Une DRH unifiée comme préalable
Aux Hôpitaux de Saint-Maurice (Val-de-Marne), la fusion passée entre ses deux établissements constitutifs a en revanche concerné la direction des ressources humaines en tant que tel. Les quelques mois en amont de la fusion, le volet social a permis d'harmoniser certaines pratiques différentes en matière de rémunération, de même que les tarifs de la crèche. Un accord sur le protocole de réduction du temps de travail (RTT) en faveur du plus avantageux des deux établissements a été arrêté. Et, depuis janvier dernier, l'hôpital ne compte plus qu'un comité d'hygiène, de sécurité et des conditions de travail (CHSCT). Dans l'ensemble, le fait de disposer d'une DRH unifiée est un préalable indispensable à l'harmonisation des processus RH, glisse Luce Legendre, ancienne DRH des Hôpitaux de Saint-Maurice. À Lens (Pas-de-Calais), où l'hôpital s'est accordé par le biais d'un groupement de coopération sanitaire public-privé avec l'Association Nord-Artois cliniques (Ahnac), deux DRH persistent avec deux cultures d'entreprise très disparates et des différences de traitement entre agents, même s'ils travaillaient tous déjà en 37h30 hebdomadaires pour quinze jours de RTT, note Matthieu Girier, ancien DRH du CH de Lens. Un point d'homogénéité qui s'est avéré d'une grande aide pour faciliter le dialogue social.

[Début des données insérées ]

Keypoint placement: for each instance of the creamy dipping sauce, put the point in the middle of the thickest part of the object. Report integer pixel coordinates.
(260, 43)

Et pour passer outre les barrières statutaires, deux maîtres-mots lors d'un rapprochement, selon Matthieu Girier, sont à utiliser : transparence et communication.

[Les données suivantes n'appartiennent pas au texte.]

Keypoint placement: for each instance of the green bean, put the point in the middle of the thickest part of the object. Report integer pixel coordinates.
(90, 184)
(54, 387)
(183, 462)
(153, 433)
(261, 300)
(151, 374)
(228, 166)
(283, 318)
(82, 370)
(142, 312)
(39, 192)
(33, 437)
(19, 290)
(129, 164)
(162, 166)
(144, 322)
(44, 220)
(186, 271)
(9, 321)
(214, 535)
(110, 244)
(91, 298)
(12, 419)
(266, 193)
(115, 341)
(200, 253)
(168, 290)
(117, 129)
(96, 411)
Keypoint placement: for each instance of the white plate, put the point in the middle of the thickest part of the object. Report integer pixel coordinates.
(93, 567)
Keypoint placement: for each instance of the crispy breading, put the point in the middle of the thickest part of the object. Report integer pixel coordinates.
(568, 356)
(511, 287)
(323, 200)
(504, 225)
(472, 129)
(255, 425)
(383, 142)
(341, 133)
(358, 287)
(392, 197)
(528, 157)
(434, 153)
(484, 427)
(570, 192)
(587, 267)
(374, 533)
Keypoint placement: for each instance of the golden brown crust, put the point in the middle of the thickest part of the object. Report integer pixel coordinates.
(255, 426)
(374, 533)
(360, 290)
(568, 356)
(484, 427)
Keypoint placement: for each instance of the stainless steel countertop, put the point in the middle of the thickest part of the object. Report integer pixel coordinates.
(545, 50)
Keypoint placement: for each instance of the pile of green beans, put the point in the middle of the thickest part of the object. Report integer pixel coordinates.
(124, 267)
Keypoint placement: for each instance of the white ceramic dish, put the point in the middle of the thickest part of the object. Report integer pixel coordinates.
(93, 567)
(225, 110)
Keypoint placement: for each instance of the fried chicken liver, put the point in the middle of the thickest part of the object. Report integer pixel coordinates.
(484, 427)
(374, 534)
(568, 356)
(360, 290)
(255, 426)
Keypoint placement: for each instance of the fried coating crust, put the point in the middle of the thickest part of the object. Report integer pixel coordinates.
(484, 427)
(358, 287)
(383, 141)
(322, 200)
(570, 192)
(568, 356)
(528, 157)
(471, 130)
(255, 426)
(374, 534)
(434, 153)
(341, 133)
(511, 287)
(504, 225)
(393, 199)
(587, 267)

Les petits Ifsi devraient faire les frais des GHT
Les GHT doivent être l'occasion de mettre un terme à "l'éparpillement" des instituts de formation en soins infirmiers (Ifsi), au nombre de 326 actuellement pour une promotion moyenne de 80 à 90 étudiants. Pour le président de l'Adrhess, Jean-Marie Barbot, ce travail de modernisation et de restructuration des appareils de formation initiale est primordial pour mettre fin aux Ifsi de petite taille et clarifier l'enchevêtrement de responsabilités disséminées entre l'hôpital, la région, l'université... Une évolution qui risque de mettre à mal un peu plus encore un corps des directeurs des soins — dont 22% des effectifs sont en direction d'école — déjà très nettement en berne démographiquement parlant. Un projet est en cours au GH de l'Est-Francilien, avec cette idée de justement créer un Ifsi de territoire sur le site de l'université Paris-Est Marne-la-Vallée en lieu et place des trois Ifsi actuels. D'ores et déjà, les trois écoles disposent d'un directeur partagé, de cadres formateurs multi-sites, de stages partagés sur les trois hôpitaux, de formations harmonisées et d'une intégration partagée en sortie d'école.
* Ce sont Corinne Boudin-Walter, DRH du CH de Meaux, Marie-Christine Hosquet-Barrière, DRH du CH de Marne-la-Vallée, et Anne Castanet, DRH du CH de Coulommiers.